A fishy business

A fishy business
Slow Food UK

Slow Food UK

Standard Supplier 30th May 2017

A fishy business

Despite being an island nation, the majority of the British public eat – save fish fingers and canned fish – the majority of the fish they consume in restaurants. That gives chefs and the hospitality trade a real responsibility on ensuring that the fish they buy is sustainable and that the products sustain our coastal communities.

It is a truism, that the majority of fish on restaurant menus are from a handful of varieties - farmed salmon, seabass (often from Chile) and prawns. The latter is largely drawn from south east Asia, where prawn farming is devastating the local ecology, leading to the destruction of mangroves, and the land being contaminated with salt, from farming on land in ponds.

The stalwart of salmon, whilst produced nearer to home in Scotland is often no better environmentally, with sea lice attacking the fish due to the intensive farming, meaning large amounts of pesticides are used, as well as the lice causing havoc in the wild populations.

The solution is to use wild fish, preferably from local day boats, or if your restaurant is further inland, to buy from a fishmonger who knows where the catch has come from.
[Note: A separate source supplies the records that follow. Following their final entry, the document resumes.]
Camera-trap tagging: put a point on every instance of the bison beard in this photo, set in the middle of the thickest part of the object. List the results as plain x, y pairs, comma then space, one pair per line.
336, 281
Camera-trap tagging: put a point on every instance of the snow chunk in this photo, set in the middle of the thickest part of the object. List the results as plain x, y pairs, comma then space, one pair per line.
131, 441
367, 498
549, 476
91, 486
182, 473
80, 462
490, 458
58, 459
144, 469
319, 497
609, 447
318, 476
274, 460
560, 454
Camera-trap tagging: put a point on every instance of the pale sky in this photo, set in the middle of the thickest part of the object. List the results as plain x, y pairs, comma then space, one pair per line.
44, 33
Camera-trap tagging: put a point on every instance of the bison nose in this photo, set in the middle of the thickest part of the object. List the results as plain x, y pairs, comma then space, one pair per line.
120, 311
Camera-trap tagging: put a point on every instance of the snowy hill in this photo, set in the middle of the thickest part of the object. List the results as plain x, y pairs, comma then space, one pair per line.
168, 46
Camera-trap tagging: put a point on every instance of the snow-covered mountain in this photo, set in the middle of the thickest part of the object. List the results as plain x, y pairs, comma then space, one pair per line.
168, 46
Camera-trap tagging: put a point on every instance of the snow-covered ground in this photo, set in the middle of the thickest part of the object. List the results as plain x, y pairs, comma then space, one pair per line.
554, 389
At a minimum look for fish which is MSC certified for sustainable stocks.

But even in landlocked parts of the country, we have river fish – let’s think about trout, grayling and bream. Instead of flabby frozen prawns, think English shrimps, sea fish change with the summer warming of the seas, but mullet to mackerel all add excitement to a plate.

With over 90% of the global fish stocks over fished or at complete capacity, we need to rethink our menus and get our customers to explore our less known but delicious varieties – if we don’t, then we will find that the supply will dwindle ever more, along with the jobs and way of life of our fishing villages.